/Census-Privacy-Analysis

Exploring US Census microdata, tackling privacy issues, and anonymization. Exercise A delves into quasi-identifiers, anonymization methods, identification risks, and differential privacy. Exercise B involves data loading, k-anonymity, histograms, adding noise for privacy, computing private averages, and analyzing privacy parameter impacts.

Primary LanguageJupyter NotebookMIT LicenseMIT

Census Privacy Analysis

Assignment 2 for the Business & Privacy Issues in Data Analysis Course of AUEB's MSc in Business Analytics

Description

The US Census Bureau provides microdata to be used in research and applications. These data were deemed a threat to privacy, and in 2020 they were anonymized for the first time. In this exercise, you must study the last non-anonymized census and discuss the privacy threats. An example of the microdata of the 2010 census can be found here. For a full description of the dataset, you can read the technical documentation.
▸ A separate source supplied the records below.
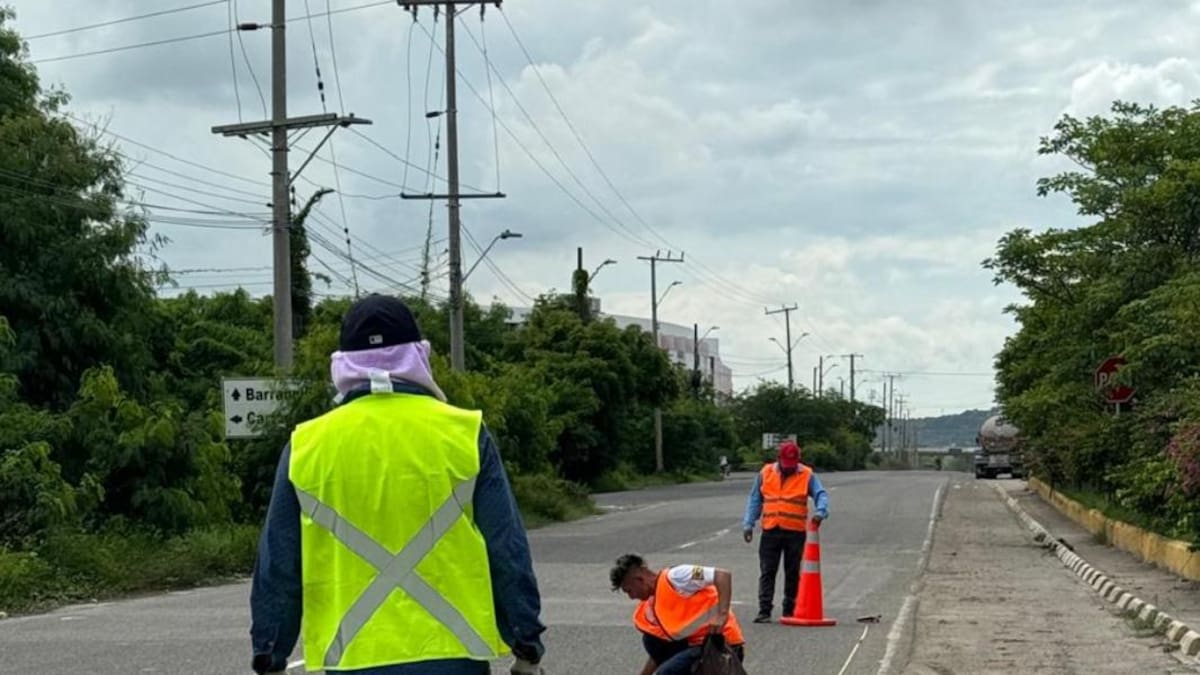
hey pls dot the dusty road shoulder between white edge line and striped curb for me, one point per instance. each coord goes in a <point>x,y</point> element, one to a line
<point>993,601</point>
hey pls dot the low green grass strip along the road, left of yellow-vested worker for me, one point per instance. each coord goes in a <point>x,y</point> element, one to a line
<point>71,566</point>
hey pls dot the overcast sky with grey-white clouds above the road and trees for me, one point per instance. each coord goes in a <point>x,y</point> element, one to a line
<point>859,159</point>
For the exercise, please use the Delaware data available here.

How to use the dataset

  1. Download and decompress the zip file.
  2. The extracted directory contains the de.2010.pums.01.txt file.
  3. The de.2010.pums.01.txt file contains rows corresponding to:
    • Person records rows start with ‘P’
    • Household records rows that start with ‘H’
  4. For the next steps ignore the Household records.
  5. For the Person records, please read the brief description for the comprised columns and the possible values for each column that can be found here. We suggest using software like Excel or Numbers (manually) to guide the Person data or write a script to parse the file into a table.

Exercise A

After examining the data table (columns & values), answer the following questions:

  1. Which attributes can act as quasi-identifiers and why?
  2. Which of the following properties holds for the data?
    • They are anonymized
    • They are pseudonymized
    • They are encrypted
  • Explain the key differences between the three approaches with respect to GDPR.
  1. Explain how a person can be identified.
  2. Define differential privacy and explain the importance of the privacy parameter e.

Exercise B

Load the dataset into a Python notebook (we suggest Jupyter) and display the first few rows to understand the data.

  1. Use the Amnesia anonymization tool to apply k-anonymity to the dataset. Comment on the resulting dataset.
  2. Plot the distribution of numeric features in the dataset using histograms.
  3. Apply a random noise mechanism to some of the numeric columns using the Gaussian mechanism. The noise should be added to the original values in a way that preserves differential privacy.
  4. Calculate the differentially private averages for the individuals using the noisy data.
  5. Plot the distribution of numeric features after the noise addition. Try different values of the e parameter. Comment on the effect of the differential privacy on the results.